The estimate was reviewed by H. Samuel Papenfuss, Deputy 
Assistant Director for Budget Analysis.

                  VI. EVALUATION OF REGULATORY IMPACT

    In compliance with rule XXVI (11)(b) of the Standing Rules 
of the Senate, it is the opinion of the Committee that no 
significant additional regulatory impact will be incurred in 
carrying out the provisions of this legislation.

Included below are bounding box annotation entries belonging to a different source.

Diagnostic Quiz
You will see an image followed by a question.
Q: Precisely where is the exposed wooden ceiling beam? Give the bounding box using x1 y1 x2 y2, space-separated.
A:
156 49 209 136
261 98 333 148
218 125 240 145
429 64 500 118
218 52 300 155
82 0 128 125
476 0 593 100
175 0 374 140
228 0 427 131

                    VII. SECTION-BY-SECTION ANALYSIS

Section 1: Short title

    This section provides the short title for the Act, the 
``Small Business Access to Capital and Efficiency Act'' or the 
``Small Business ACE Act.''

Section 2: Appraisal thresholds

    This section amends section 502(3)(E)(ii) of the Small 
Business Investment Act of 1958 (15 U.S.C. 696(3)(E)(ii)) by 
updating the SBA's 504/CDC loan guaranty program's commercial 
real estate threshold to parallel the threshold set by Federal 
banking regulators for conventional commercial real estate 
loans.
    This section does not specify a dollar amount for 504 
commercial real estate loans, but rather modernizes the statute 
to match the 504 appraisal threshold to the lowest level set by 
the Federal banking regulators, should they differ. Currently, 
the regulators have together set this level at $500,000 as of 
April 9, 2018. This language is important to ensure lenders who 
provide SBA products along with their conventional products--
most of whom are federally regulated--do not have an added 
layer of complexity managing two different appraisal 
thresholds, while guaranteeing small business borrowers who 
cannot obtain credit elsewhere are not required to get an 
appraisal on loans that conventional borrowers do not have to 
obtain. This language also provides long-term clarity and 
certainty to lenders and borrowers by unifying the 504 
program's appraisal threshold with the Federal banking 
regulators threshold moving forward.